Humidity itself is an interesting subject: For a given temperature and pressure there is an absolute limit to how much moisture air can hold.  The hotter the air, the higher that limit.  Relative Humidity (RH) indicates the ratio of actual water vapor to theoretical water vapor in the air.  When air is cooled, holding all else constant, RH increases because the capacity of the air for holding water decreases with temperature.  When RH hits 100% and the air is cooled further the moisture begins to condense right out of the air.

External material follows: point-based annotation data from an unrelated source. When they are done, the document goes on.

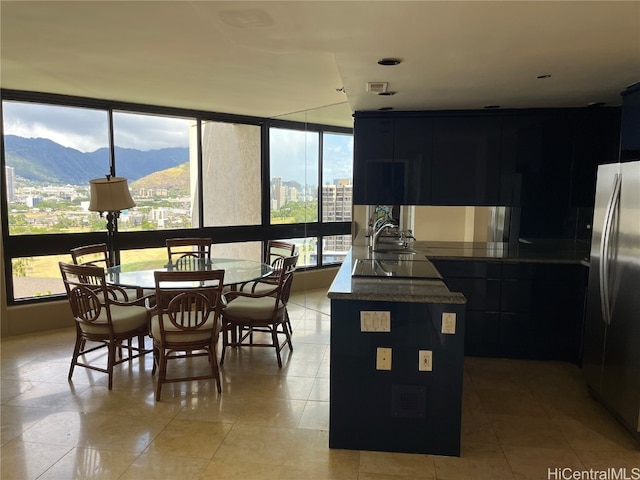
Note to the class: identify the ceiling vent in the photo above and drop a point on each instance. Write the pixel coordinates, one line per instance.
(377, 87)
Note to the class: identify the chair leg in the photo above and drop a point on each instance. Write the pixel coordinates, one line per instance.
(225, 341)
(276, 344)
(111, 347)
(76, 351)
(162, 371)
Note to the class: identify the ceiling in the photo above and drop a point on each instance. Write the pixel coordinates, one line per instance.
(290, 58)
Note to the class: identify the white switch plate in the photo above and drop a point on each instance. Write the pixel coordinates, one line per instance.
(372, 321)
(448, 322)
(425, 360)
(383, 358)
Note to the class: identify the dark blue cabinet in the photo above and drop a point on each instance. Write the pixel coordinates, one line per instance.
(466, 160)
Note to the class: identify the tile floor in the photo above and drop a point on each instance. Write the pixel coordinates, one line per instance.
(520, 419)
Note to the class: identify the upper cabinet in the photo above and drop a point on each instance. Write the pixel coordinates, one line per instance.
(466, 160)
(518, 158)
(630, 135)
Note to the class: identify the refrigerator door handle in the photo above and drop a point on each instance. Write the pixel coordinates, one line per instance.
(603, 272)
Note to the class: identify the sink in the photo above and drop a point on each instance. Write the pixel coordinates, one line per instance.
(395, 251)
(395, 266)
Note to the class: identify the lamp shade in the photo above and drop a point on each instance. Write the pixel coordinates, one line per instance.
(110, 194)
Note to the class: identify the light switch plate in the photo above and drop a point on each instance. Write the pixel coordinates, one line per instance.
(449, 323)
(375, 321)
(383, 358)
(425, 360)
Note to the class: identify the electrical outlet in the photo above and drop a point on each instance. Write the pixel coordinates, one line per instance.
(375, 321)
(448, 322)
(425, 360)
(383, 358)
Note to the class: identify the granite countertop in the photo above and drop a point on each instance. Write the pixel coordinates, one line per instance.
(346, 287)
(525, 250)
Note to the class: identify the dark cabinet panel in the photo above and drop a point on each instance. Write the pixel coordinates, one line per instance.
(375, 178)
(536, 159)
(596, 141)
(630, 134)
(413, 150)
(466, 161)
(519, 309)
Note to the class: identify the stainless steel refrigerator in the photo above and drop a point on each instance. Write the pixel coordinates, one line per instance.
(611, 341)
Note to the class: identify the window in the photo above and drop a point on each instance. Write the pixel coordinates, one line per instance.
(50, 154)
(231, 173)
(190, 173)
(294, 159)
(155, 155)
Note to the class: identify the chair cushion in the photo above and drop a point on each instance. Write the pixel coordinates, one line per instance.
(203, 333)
(260, 308)
(124, 319)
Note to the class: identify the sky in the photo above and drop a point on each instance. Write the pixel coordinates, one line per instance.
(293, 153)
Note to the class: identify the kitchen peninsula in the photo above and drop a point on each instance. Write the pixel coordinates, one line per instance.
(397, 352)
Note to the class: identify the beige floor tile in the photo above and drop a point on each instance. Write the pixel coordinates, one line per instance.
(160, 467)
(219, 469)
(519, 418)
(52, 396)
(309, 452)
(90, 464)
(28, 460)
(125, 401)
(476, 428)
(226, 408)
(403, 464)
(272, 412)
(516, 402)
(11, 388)
(16, 420)
(96, 430)
(527, 431)
(320, 390)
(533, 463)
(477, 461)
(315, 416)
(600, 460)
(189, 438)
(595, 433)
(256, 444)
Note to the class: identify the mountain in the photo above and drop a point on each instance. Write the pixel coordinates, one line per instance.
(174, 179)
(42, 160)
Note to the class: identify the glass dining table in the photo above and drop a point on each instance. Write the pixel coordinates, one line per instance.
(236, 272)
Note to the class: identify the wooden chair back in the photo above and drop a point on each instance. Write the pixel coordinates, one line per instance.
(189, 299)
(95, 254)
(184, 250)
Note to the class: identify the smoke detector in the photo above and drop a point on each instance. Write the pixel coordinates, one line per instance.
(377, 87)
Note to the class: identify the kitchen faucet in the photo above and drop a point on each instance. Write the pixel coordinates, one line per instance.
(378, 232)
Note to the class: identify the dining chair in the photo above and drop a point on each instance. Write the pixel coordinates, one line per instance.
(249, 312)
(186, 322)
(102, 318)
(182, 251)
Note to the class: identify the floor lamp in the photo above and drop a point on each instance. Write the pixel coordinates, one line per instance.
(110, 195)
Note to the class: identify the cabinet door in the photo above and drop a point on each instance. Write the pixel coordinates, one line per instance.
(536, 159)
(413, 150)
(466, 161)
(375, 178)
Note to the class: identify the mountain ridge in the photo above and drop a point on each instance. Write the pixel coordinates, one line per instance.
(43, 160)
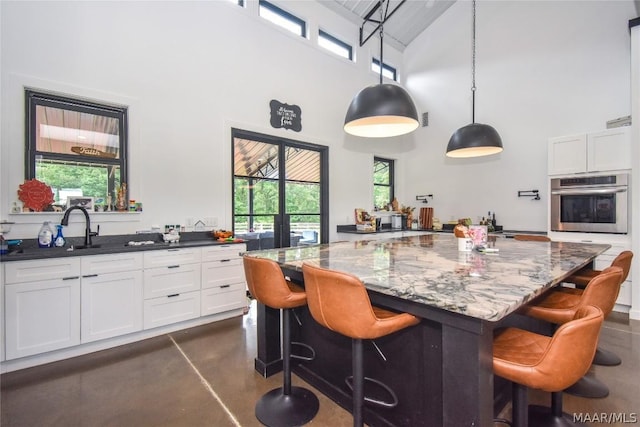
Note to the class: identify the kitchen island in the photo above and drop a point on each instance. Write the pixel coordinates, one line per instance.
(441, 369)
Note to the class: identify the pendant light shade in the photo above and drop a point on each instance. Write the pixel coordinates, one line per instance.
(475, 139)
(381, 110)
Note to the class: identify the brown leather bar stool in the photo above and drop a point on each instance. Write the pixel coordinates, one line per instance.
(581, 279)
(339, 302)
(559, 307)
(288, 405)
(531, 238)
(546, 363)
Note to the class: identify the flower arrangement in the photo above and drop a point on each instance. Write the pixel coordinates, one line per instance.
(35, 195)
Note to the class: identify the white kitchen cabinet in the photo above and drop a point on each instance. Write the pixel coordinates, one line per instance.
(42, 306)
(171, 286)
(608, 150)
(171, 309)
(223, 280)
(111, 302)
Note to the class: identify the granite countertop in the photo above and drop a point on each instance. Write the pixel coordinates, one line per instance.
(429, 269)
(102, 245)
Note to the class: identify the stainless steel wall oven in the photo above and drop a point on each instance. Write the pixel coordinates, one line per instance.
(590, 204)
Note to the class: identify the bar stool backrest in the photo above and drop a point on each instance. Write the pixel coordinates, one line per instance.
(339, 302)
(567, 356)
(267, 284)
(623, 260)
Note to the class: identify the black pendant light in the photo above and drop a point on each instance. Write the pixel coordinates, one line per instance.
(475, 139)
(381, 110)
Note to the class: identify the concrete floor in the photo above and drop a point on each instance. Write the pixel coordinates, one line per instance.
(205, 376)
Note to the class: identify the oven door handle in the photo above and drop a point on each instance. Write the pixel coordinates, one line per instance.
(588, 191)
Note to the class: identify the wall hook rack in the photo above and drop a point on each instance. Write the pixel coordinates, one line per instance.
(424, 198)
(529, 193)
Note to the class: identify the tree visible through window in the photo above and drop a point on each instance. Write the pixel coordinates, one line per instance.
(77, 147)
(383, 191)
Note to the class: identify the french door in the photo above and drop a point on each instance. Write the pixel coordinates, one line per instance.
(280, 191)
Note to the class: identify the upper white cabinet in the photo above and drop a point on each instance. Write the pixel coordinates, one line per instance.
(607, 150)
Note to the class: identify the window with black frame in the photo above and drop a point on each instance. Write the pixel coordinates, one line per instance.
(383, 185)
(77, 147)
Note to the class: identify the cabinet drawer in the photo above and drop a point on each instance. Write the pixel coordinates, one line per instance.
(223, 298)
(169, 257)
(222, 272)
(42, 316)
(99, 264)
(171, 309)
(222, 252)
(163, 281)
(46, 269)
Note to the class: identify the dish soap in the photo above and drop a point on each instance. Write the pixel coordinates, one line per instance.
(59, 241)
(45, 235)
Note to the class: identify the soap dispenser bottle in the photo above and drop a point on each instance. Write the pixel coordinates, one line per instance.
(59, 241)
(45, 235)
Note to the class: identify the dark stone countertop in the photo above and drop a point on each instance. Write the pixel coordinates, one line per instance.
(103, 245)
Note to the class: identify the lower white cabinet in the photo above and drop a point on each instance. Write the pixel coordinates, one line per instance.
(111, 305)
(171, 286)
(223, 283)
(53, 304)
(171, 309)
(42, 316)
(223, 298)
(111, 295)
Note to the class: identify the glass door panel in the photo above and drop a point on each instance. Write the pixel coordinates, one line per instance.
(277, 203)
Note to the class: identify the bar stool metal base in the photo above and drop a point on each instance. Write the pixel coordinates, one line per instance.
(542, 416)
(276, 409)
(589, 387)
(606, 358)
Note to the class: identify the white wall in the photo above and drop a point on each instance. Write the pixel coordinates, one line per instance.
(543, 69)
(189, 71)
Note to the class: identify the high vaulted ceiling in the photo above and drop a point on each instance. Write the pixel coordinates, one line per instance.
(409, 20)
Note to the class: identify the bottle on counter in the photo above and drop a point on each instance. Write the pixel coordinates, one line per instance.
(45, 235)
(59, 240)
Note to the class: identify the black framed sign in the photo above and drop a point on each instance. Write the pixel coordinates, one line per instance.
(285, 116)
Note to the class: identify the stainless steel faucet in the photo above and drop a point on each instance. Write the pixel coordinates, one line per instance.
(87, 232)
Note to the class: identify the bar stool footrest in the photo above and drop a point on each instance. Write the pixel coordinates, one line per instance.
(385, 404)
(275, 409)
(542, 416)
(606, 358)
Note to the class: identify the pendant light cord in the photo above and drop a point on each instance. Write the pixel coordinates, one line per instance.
(473, 64)
(382, 19)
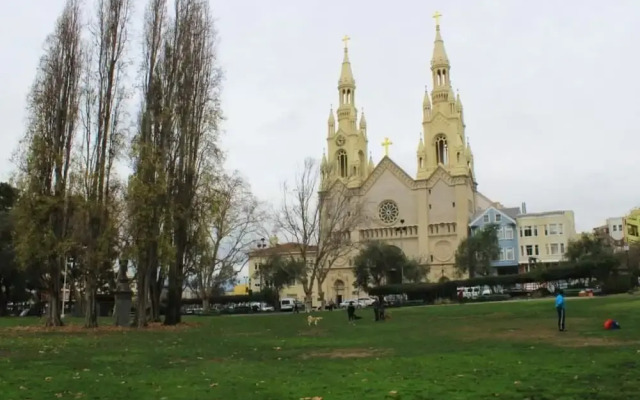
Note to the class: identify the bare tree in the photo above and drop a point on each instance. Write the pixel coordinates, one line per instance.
(147, 192)
(231, 223)
(42, 219)
(104, 93)
(190, 53)
(320, 220)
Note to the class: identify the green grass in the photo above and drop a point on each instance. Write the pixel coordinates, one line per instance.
(508, 350)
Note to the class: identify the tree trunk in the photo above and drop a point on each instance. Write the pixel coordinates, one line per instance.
(4, 300)
(308, 301)
(205, 304)
(91, 308)
(321, 295)
(157, 284)
(174, 292)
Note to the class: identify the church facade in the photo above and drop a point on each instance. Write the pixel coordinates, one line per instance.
(426, 216)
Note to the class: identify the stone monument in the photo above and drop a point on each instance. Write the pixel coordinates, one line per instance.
(122, 312)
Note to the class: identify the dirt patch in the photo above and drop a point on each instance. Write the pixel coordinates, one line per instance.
(103, 329)
(546, 335)
(313, 333)
(347, 353)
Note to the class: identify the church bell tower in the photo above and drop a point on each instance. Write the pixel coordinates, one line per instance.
(444, 143)
(347, 142)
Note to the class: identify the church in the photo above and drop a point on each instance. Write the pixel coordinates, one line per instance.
(426, 216)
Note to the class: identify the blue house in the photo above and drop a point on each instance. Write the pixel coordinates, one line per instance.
(505, 218)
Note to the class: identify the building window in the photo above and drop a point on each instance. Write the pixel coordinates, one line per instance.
(342, 163)
(442, 150)
(508, 232)
(510, 254)
(388, 211)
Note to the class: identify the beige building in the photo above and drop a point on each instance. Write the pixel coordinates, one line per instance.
(426, 216)
(544, 237)
(338, 288)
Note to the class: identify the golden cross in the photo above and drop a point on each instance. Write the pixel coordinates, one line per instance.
(386, 145)
(437, 16)
(346, 39)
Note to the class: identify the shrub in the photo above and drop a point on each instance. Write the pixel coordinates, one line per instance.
(617, 284)
(493, 297)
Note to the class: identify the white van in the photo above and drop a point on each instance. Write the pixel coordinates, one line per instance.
(287, 304)
(473, 292)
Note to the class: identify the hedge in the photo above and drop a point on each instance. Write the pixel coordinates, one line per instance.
(431, 291)
(239, 298)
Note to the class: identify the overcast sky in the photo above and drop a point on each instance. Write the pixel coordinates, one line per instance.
(550, 89)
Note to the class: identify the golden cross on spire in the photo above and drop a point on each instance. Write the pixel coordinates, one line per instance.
(386, 145)
(346, 39)
(437, 16)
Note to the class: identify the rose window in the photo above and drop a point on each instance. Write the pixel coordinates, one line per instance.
(388, 211)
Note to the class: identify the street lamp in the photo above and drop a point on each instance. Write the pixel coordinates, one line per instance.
(261, 245)
(400, 230)
(64, 283)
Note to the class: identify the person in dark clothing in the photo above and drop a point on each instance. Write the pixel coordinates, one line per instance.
(376, 310)
(560, 309)
(351, 311)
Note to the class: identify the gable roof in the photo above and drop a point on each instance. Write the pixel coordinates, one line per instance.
(480, 214)
(386, 164)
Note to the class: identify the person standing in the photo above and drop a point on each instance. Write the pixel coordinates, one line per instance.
(351, 312)
(560, 308)
(376, 310)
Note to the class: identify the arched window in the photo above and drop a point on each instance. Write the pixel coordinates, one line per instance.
(442, 150)
(341, 157)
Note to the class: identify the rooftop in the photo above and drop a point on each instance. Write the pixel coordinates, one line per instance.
(286, 248)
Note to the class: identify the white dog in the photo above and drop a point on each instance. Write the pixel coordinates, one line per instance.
(313, 320)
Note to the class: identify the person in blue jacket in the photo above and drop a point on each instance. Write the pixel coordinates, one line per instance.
(560, 309)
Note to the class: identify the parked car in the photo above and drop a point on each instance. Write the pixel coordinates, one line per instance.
(287, 304)
(356, 302)
(263, 307)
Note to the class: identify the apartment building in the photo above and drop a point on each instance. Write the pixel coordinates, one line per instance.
(544, 237)
(632, 226)
(505, 219)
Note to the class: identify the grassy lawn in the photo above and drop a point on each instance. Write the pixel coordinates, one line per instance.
(476, 351)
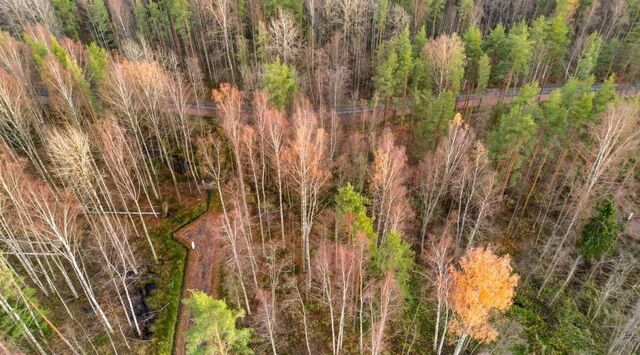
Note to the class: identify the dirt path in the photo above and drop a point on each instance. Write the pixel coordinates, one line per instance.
(203, 265)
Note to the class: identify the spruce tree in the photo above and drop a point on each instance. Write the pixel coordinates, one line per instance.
(600, 232)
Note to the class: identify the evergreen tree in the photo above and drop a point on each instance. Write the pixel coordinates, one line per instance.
(496, 47)
(606, 93)
(473, 51)
(484, 72)
(395, 255)
(434, 114)
(395, 65)
(213, 327)
(352, 214)
(279, 81)
(600, 232)
(99, 17)
(520, 49)
(577, 97)
(607, 62)
(589, 56)
(558, 38)
(553, 121)
(18, 320)
(511, 142)
(98, 60)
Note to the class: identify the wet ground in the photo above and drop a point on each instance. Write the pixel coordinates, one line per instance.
(203, 265)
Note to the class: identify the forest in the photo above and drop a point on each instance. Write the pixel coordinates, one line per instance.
(319, 177)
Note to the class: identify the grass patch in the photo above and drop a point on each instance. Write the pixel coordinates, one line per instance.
(168, 276)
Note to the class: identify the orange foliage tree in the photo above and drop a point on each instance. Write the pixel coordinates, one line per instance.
(484, 286)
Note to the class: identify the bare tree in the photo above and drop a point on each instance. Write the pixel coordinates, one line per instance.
(305, 163)
(390, 204)
(439, 168)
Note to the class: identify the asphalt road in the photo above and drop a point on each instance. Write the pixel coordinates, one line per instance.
(488, 98)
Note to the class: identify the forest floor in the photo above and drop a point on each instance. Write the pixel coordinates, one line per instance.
(204, 263)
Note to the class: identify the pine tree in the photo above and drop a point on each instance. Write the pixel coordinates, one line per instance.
(396, 256)
(589, 57)
(99, 17)
(280, 83)
(495, 45)
(213, 327)
(600, 232)
(98, 60)
(473, 51)
(67, 13)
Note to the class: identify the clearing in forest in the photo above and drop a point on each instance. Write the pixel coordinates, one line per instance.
(203, 265)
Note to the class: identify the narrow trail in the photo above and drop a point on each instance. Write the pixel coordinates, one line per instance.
(204, 263)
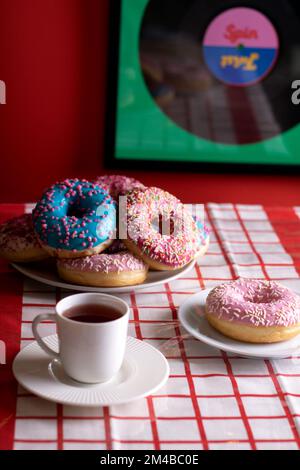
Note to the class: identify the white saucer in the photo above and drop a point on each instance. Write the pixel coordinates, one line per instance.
(191, 314)
(143, 372)
(46, 273)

This presents all sorts of problems for indoor air quality.  Ideal indoor relative humidity is 30-50%.  Any higher and fungus begins to thrive.  Any lower and humans begin to dry out, which leads to health problems, some of which we’ll come to shortly.  During the summer even relatively dry outdoor air can hold enough water vapor to cause elevated humidity when cooled to comfortable indoor levels.  Fortunately modern air conditioners include condensers that remove enough moisture from the air they cool to keep humidity in line.  But many houses still have problems in basements, which are naturally kept cool by underground heat mass: As the outside summer air makes its way inside and cools in the basement, its relative humidity shoots up.  Without dehumidifiers basements get that musty smell indicative of fungus thriving on the moisture.

In the winter we have the opposite problem: Cold winter air, even at 100% humidity, dries out as it is heated indoors.  Without artificial humidifiers the RH of heated air can fall to single digits, which is drier than many deserts.  Humans acclimated to more temperate weather do not handle dry air well: their skin and sinuses dry out and crack.  Dry mucus membranes are more vulnerable to pathogens.  Which is why the onset of winter in temperate climates causes a spike in influenza: Eyes and noses are irritated from the dry air, so people are constantly touching them, sneezing, and coughing.  If that weren’t enough to get pathogens out of their body and onto their hands, then when they go outside the cold gives them a runny nose.  Now everyone’s hands are covered in respiratory pathogens, and they’re constantly putting their hands near the dried out mucus membranes those pathogens crave to infect.

No surprises here: Humidify your air during the winter to protect your respiratory membranes.  Wash your hands and keep them away from your face when they haven’t been washed.